If you were to catalog all the ways people use the words “freedom” or “liberty”, you’d probably come up with a pretty long list. (Here’s an experiment: Search your iTunes library for songs with the word “free” in their title, and then explain what the word means in each of those songs.) At least at first glance, it would seem people don’t use the words in any univocal way.
When philosophers start to analyze the concept of “liberty”, they need to start by looking at actual use. We’re talking about a word with a history. "Liberty" is a concept philosophers are interested in, but it's a not a philosopher's technical term.
Here is a partial list of the ways that people use the terms “freedom” and “liberty”. Call the different items on this list different conceptions of freedom.
- Freedom as Absence of Obstacles: Someone is free to the extent that no obstacles impede her ability to do as she pleases.
- Freedom as Absence of Interference: Someone is free to the extent that no one interferes with her ability to do as she pleases.
- Freedom as Absence of Deliberate Interference: Someone is free to the extent that no one deliberately interferes with her ability to do as she pleases.
- Freedom as Absence of Wrongful Interference: Someone is free to the extent that no one wrongfully interferes with her ability to do as she pleases.
- Freedom as Capacity: Someone is free to the extent that she has the power, ability, capacity, or means to do as she pleases.
- Freedom as Autonomous Self–Control: Someone is free to the extent that she exhibits sufficient deliberative self-control, such that she is authentically the author of her actions.
- Freedom as Non-Domination: A person is free to the extent she is not subject to another person’s or group’s arbitrary will.
- Freedom as Moral Virtue: A person is free to the extent she has the power to recognize and act upon her moral obligations.
- Freedom as Absence of Pressure: A person is free to the extent she feels no social pressure to do anything.
- Freedom as Absence of Reasons: A person is free to the extent she has no grounds or reasons for making decisions.
And so on.
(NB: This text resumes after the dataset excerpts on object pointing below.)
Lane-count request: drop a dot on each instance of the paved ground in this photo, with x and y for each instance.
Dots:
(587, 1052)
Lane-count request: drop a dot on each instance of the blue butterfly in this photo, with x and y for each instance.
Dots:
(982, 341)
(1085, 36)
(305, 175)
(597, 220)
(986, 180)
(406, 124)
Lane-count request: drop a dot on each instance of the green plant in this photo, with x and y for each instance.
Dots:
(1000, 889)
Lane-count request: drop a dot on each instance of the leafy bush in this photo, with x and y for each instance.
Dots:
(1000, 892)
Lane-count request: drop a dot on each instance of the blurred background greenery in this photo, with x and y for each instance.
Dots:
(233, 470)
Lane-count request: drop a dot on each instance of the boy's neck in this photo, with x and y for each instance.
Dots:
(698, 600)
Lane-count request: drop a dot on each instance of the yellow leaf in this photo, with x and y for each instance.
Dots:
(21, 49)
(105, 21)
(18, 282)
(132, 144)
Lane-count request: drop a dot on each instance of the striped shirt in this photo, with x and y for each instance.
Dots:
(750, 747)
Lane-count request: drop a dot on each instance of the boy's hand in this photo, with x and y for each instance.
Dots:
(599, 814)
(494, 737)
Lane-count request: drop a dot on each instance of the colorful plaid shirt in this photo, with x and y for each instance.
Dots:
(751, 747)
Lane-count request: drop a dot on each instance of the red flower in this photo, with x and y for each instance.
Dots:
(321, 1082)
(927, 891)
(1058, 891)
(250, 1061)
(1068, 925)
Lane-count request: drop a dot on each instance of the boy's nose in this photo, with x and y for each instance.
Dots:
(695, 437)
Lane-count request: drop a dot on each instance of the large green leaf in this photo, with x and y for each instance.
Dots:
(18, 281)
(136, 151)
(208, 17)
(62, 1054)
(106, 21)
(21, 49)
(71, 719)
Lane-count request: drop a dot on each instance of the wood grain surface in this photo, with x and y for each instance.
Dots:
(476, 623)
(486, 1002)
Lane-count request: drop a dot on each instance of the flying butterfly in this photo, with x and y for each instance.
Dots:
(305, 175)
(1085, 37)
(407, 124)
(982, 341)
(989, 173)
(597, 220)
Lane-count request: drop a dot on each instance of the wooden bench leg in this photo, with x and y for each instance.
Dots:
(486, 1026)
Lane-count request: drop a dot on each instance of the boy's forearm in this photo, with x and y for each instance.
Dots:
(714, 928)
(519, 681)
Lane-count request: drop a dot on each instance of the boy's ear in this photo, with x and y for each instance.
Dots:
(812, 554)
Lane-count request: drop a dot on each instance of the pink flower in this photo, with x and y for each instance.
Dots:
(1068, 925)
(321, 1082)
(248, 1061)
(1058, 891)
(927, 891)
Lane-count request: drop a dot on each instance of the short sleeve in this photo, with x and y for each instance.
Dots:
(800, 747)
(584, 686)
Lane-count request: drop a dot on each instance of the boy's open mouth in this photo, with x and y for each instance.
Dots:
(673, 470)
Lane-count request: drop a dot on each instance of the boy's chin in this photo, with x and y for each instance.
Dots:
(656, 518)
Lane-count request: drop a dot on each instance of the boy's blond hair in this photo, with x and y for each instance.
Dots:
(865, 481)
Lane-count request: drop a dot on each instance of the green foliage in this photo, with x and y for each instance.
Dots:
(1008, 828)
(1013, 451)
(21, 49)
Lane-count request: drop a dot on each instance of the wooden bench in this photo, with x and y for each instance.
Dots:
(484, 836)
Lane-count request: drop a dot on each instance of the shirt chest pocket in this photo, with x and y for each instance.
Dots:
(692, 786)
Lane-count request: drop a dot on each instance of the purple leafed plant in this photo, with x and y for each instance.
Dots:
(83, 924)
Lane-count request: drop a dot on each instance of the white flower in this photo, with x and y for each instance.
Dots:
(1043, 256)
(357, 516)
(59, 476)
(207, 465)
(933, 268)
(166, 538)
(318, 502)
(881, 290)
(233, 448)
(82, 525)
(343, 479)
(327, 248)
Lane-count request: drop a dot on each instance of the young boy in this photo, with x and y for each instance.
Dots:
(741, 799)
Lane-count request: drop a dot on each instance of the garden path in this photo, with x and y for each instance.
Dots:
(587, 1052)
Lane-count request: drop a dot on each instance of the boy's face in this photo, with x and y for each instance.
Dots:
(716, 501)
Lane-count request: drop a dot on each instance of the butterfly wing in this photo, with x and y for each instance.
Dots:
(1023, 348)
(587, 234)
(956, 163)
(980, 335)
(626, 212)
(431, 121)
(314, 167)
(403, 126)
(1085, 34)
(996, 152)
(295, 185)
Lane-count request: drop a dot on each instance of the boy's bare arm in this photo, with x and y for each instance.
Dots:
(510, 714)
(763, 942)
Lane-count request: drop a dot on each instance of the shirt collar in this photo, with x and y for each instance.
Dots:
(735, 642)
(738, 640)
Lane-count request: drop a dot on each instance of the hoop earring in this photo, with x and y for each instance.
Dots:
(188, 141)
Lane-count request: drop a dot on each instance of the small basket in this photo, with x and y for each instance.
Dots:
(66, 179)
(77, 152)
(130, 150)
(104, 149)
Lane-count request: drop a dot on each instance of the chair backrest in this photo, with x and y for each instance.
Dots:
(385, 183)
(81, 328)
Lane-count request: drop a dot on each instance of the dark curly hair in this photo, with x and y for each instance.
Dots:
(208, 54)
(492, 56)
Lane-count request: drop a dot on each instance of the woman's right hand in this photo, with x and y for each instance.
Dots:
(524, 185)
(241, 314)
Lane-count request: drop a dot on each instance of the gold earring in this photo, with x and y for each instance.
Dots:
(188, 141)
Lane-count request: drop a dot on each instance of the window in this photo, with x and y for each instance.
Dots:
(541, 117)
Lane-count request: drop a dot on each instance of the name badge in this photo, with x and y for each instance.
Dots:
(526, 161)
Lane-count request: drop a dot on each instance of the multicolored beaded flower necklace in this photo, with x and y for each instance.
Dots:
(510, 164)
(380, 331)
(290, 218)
Notice that 1a–1c are just more specific version of 1.
At first glance, the words “freedom” and “liberty” refer to a plurality of related but not identical things, which bear a kind of family resemblance to each other. Perhaps we can come up with a general theory of liberty that unites all these conceptions under one definition. (See work by Gerald MacCullum and Ian Carter on this point.) Or, it might just be that we’re stuck with pluralism.
Most of the right libertarians I’ve met are hardcore revisionists (about the English language) when it comes to freedom. Most of them think the only valid conceptions of liberty are 1b or 1c above. They think other uses are confused, ideological, or demonstrably wrong. Over the next few days, I’ll explain and undermine some of their reasons for this. I’ll also make the case for why classical liberals should embrace positive liberty (freedom as capacity). Some classical liberals and libertarians tend to think that if you admit that positive liberty is a form of liberty, and if you claim that institutions should promote positive liberty, then you've got to reject market societies in favor of socialism. That seems to me to be a big mistake.